Elfster
- Website type: social shopping, social networking, wishlists
- Available in: English
- Owner: Peter Imburg
- Website: http://www.elfster.com
- Commercial: No
- Registration: required
- Launched: 2004
- Content license: proprietary

= Elfster =

Social networking software for gift exchanges

Elfster is a proprietary software application providing social networking features related to "secret Santa" style gift exchanges. It is available, without charge, as software as a service, via a website and via mobile apps for iOS and Android.

The website's features include a universal wishlist, an anonymous Q&A section, personalized gift recommendations, activity updates, and forum discussions. The company is headquartered in Delaware, United States.

==History==
Elfster was founded by software engineer Peter Imburg in 2004 after hearing about the difficulty his wife and sister had when trying to organize a Secret Santa for their family.

In November 2011, the website reached 2 million members. In Christmas of the same year, the Elfster Facebook App was launched for mobile device users. The app also serves as an extension of Elfster.com's service.

==Services==
Elfster can be used to create wishlists and organize online gift exchanges. Users can find friends in Elfster, and follow their wishlists. Items can be added from any site online, and with the Elfster mobile app, bar code scanning allows items to be added on the go.
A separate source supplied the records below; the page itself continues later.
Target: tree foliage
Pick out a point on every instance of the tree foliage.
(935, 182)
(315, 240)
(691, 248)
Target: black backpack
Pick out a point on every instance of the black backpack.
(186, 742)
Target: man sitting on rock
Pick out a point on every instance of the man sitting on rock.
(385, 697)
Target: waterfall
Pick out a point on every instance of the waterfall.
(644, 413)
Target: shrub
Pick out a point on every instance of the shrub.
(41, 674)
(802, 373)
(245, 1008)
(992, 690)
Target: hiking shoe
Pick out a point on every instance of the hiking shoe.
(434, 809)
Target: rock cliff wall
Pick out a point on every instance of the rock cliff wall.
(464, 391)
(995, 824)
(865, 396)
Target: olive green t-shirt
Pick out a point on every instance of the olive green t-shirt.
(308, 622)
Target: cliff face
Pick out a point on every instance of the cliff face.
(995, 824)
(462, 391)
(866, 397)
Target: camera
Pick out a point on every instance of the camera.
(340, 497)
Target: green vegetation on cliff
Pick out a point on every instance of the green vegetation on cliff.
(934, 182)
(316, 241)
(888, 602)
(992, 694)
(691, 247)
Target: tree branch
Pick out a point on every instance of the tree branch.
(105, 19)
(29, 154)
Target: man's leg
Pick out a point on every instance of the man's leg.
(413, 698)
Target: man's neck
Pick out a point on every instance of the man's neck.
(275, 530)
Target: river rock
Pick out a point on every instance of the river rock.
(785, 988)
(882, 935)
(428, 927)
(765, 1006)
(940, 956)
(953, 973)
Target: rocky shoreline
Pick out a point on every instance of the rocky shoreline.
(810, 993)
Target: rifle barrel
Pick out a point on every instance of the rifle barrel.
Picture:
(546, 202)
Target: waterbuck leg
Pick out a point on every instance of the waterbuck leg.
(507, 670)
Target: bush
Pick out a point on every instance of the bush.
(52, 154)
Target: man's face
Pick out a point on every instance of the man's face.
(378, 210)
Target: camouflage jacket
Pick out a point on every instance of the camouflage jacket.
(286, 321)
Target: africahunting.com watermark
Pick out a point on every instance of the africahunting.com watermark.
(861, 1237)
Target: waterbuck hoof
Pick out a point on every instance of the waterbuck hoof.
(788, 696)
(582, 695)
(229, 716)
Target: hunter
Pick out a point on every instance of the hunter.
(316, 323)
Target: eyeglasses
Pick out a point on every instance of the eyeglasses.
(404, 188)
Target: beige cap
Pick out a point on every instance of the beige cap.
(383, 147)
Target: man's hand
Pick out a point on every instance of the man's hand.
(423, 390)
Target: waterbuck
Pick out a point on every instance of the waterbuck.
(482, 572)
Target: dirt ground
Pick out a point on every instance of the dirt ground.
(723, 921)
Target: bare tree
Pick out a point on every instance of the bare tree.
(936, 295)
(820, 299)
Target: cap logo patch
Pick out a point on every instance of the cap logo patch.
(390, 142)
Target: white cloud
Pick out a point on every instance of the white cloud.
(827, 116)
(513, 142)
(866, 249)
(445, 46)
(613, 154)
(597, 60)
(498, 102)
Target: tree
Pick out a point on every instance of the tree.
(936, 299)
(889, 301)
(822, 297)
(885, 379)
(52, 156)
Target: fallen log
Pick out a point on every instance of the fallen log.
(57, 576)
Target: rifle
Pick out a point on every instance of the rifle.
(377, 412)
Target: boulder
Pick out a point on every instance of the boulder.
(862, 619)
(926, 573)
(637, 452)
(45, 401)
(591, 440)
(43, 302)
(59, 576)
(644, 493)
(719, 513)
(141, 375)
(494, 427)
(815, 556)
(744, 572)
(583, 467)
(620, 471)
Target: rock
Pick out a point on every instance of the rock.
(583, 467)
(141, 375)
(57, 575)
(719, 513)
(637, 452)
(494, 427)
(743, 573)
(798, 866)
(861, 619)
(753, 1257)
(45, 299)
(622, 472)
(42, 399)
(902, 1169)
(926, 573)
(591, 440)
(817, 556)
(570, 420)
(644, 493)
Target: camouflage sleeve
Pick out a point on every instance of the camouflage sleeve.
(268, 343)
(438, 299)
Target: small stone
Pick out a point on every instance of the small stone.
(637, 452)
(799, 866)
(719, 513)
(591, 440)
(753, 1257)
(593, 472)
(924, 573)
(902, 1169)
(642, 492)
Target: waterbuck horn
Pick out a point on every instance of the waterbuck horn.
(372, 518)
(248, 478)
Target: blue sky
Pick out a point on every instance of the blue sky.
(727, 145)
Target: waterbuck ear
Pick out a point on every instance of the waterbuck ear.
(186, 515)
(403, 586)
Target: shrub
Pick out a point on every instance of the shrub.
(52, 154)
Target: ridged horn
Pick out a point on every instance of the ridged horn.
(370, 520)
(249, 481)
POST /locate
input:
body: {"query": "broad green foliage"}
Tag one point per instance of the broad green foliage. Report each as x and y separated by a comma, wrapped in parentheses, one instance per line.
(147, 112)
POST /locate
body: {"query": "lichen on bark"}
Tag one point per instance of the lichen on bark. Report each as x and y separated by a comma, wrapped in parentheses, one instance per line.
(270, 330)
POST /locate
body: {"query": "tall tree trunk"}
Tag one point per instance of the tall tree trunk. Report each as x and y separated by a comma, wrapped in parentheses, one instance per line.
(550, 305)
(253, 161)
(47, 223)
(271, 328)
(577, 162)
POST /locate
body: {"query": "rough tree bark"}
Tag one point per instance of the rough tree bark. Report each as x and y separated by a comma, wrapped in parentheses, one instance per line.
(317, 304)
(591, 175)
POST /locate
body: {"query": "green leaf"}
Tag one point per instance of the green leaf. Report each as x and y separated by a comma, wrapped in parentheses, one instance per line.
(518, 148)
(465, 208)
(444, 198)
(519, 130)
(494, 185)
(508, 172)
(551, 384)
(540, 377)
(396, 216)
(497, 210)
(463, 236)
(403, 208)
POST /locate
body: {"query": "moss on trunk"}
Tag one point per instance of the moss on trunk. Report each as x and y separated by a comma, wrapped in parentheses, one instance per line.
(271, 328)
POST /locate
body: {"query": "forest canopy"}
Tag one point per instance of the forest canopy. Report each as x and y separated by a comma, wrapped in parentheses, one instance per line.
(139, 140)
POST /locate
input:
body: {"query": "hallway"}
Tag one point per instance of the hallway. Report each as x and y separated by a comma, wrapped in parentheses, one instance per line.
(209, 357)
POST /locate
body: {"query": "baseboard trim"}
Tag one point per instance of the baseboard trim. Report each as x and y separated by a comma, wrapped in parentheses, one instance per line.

When organizing an online gift exchange, Elfster draws names randomly and allows users to ask their draw partner questions anonymously - maintaining secrecy in a "high-tech way".

Elfster provides a series of tools for organizing secret gift exchanges such as automated event-organization, name pairing, draw restrictions, gift guidance, wishlists, and anonymous questions and answers.

Elfster helps with the logistics of determining who wants to participate, drawing names, and communicating the names that were drawn, while identities remain secret

In December 2009, Elfster collaborated with Claire's to create Secret Santa Circle, a temporary Secret Santa website for the jewelry retailer.

In November 2010, new features were added including trending gifts, activity updates and the ability to suggest and share gift ideas.